Has anyone had success trading Worldmark into the HGVC properties in Hawaii?   I'm visiting HGVC Waikoloa in November on a promotion package and am curious if anyone's been able to get there with WM.

Please advise and thanks!

Greg


----------



## alwysonvac (Jul 14, 2009)

Yes, a successful exchange was reported on the wmowners forum - http://wmowners.com/forum/viewtopic.php?t=20781


----------



## Sandy VDH (Jul 18, 2009)

Likely because a very small number of units were recently deposited.  I booked at HGVC kings land unit at same time.  I don't think any of the units are remaining.  It will be up to HGVC to decide to deposit more for 2009 or 2010.


----------



## alwysonvac (Jul 19, 2009)

Since HGVC is trying to sell in Hawaii, I believe HGVC is depositing more of their Hawaii villas with RCI. So this is a good time to try to get a RCI exchange. I would suggest trying to be as flexible as possible with your dates.  Don't know if we''ll see bulk deposits for the HGVC developed resorts in Hawaii once the HGVC resorts sell out. Search the TUG and TS4MS sighting boards for previous HGVC spacebankings in Hawaii.

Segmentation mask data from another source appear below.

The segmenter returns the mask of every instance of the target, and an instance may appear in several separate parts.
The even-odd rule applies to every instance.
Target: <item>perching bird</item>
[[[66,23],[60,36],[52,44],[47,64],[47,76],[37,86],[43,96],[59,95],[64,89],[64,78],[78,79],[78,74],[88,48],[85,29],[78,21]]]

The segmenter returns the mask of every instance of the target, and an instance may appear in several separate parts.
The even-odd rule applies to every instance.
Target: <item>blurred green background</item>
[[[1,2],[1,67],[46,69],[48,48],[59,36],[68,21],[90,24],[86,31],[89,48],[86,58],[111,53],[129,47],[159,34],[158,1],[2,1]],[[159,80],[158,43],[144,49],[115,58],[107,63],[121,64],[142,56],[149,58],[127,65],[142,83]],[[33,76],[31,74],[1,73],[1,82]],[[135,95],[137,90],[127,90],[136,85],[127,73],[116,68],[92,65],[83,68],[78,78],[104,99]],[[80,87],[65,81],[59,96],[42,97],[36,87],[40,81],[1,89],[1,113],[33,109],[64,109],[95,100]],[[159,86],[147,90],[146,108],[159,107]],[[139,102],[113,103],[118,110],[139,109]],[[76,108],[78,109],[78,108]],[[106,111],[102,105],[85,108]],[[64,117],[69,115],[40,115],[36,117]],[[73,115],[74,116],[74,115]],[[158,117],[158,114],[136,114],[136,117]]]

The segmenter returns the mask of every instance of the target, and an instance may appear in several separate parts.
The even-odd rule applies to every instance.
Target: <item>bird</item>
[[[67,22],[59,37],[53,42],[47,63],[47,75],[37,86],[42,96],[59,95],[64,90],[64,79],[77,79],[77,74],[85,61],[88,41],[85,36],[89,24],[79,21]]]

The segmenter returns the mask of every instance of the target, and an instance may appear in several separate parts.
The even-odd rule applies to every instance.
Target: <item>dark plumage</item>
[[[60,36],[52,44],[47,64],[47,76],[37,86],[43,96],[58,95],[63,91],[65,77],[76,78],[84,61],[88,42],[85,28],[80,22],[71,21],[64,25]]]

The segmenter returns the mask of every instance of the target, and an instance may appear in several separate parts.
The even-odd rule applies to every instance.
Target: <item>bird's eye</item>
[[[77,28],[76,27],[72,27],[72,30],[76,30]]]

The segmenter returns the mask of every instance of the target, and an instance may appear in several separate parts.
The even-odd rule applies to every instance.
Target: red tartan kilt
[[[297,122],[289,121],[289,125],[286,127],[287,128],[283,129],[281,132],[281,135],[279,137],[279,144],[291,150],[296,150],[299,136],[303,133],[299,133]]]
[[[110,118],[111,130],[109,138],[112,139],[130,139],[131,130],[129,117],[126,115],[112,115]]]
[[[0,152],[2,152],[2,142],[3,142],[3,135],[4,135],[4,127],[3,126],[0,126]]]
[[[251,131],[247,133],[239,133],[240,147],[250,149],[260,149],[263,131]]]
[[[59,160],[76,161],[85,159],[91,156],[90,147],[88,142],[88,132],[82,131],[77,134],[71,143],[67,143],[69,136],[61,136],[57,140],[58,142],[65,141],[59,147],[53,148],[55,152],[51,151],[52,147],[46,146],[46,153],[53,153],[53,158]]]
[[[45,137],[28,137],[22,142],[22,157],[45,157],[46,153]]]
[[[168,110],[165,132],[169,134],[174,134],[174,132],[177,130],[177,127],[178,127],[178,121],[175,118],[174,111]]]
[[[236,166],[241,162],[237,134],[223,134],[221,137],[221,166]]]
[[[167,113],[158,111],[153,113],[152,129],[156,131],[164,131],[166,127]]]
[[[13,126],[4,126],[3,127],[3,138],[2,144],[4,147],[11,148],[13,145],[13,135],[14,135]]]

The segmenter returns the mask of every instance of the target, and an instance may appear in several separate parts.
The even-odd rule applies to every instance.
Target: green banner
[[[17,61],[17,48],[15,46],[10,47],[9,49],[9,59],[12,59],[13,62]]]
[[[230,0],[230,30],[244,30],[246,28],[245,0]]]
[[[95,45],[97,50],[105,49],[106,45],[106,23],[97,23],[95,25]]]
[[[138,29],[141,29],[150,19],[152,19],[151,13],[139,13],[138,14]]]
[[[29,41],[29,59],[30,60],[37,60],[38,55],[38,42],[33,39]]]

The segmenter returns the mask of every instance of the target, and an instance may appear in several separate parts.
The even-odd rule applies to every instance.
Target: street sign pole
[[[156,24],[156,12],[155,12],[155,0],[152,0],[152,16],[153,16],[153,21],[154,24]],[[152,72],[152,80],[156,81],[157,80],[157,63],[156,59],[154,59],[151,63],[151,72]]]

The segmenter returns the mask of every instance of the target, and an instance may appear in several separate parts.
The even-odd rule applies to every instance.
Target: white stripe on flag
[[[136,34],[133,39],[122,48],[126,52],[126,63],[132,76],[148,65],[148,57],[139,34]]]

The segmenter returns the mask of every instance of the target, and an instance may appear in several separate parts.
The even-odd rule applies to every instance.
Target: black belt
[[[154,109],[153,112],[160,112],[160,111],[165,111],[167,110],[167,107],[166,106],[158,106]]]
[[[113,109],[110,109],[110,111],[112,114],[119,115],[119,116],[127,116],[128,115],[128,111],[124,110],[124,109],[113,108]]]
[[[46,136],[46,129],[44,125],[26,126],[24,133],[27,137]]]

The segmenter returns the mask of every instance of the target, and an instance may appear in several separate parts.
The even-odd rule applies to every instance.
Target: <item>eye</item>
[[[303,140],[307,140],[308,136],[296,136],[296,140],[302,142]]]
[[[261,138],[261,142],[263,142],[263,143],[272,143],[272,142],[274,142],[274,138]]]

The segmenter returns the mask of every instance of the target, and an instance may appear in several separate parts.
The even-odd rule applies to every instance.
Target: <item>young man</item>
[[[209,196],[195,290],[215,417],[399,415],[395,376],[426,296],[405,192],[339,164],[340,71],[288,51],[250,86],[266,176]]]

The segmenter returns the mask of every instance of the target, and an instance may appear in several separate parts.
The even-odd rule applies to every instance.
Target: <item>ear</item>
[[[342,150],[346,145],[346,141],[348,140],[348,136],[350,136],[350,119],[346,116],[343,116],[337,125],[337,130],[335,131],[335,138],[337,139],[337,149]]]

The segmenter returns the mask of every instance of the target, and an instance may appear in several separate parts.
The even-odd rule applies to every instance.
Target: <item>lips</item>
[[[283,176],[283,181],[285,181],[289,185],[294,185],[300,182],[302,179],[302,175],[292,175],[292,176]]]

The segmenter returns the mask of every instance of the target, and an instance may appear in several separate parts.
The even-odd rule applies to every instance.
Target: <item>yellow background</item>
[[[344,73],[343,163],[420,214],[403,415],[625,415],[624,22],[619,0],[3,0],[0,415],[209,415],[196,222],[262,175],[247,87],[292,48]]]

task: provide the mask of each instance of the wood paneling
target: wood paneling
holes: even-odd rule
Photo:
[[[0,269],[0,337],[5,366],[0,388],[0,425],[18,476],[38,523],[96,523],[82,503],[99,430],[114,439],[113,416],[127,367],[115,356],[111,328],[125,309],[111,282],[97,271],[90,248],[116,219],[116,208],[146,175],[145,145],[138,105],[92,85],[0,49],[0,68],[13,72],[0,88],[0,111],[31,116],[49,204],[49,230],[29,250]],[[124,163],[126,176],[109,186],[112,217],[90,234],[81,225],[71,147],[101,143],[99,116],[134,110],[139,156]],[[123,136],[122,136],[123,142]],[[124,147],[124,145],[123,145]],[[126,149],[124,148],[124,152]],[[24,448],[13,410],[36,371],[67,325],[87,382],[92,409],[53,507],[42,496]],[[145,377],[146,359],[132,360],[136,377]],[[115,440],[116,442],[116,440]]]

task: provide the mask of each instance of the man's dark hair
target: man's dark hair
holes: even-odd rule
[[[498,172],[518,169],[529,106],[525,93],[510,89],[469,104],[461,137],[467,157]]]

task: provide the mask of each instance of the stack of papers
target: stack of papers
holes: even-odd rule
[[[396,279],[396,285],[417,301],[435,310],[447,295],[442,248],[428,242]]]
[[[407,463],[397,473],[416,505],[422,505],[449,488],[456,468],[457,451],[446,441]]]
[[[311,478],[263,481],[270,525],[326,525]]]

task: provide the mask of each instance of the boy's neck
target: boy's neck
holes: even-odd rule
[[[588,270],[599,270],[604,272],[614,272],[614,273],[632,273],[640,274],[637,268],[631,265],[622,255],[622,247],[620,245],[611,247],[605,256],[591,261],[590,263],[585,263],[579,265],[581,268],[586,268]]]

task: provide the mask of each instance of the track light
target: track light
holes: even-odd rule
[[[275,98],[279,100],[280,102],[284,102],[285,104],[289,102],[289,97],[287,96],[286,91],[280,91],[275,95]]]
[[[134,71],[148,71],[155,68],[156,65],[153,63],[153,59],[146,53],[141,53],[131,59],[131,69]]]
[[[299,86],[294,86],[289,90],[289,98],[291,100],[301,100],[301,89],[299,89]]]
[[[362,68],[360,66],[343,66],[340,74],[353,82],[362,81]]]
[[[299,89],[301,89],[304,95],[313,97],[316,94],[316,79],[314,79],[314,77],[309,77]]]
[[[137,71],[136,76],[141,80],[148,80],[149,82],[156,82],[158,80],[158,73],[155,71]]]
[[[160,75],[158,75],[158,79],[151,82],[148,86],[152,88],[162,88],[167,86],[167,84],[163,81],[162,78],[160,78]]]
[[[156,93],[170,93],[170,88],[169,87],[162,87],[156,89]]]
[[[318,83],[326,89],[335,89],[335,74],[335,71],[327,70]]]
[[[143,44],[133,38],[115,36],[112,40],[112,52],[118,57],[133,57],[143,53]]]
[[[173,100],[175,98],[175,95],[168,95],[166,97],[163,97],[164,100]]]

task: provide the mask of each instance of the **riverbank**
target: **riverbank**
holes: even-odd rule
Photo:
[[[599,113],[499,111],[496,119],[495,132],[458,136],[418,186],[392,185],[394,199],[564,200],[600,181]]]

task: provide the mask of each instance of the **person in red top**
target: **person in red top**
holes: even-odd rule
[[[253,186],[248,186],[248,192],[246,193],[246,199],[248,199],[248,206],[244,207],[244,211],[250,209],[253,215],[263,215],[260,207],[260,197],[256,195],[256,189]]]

Since the Fall of 2007, bulk spacebanking have been sighted for the following HGVC developed Hawaii resorts.
Hilton Grand Vacations Club at Hilton Hawaiian Village - The Kalia Tower (#7499) 
Hilton Grand Vacations Club at Hilton Hawaiian Village - The Lagoon Tower (#5996) 
Hilton Grand Vacations Club at Waikoloa Beach Resort (#8599) 

A few weeks have also been sighted this year at the following new HGVC developed Hawaii resorts as well (not in bulk yet)
Kings' Land by Hilton Grand Vacations Club (#7978) 
Grand Waikikian by Hilton Grand Vacations Club (#7977)


----------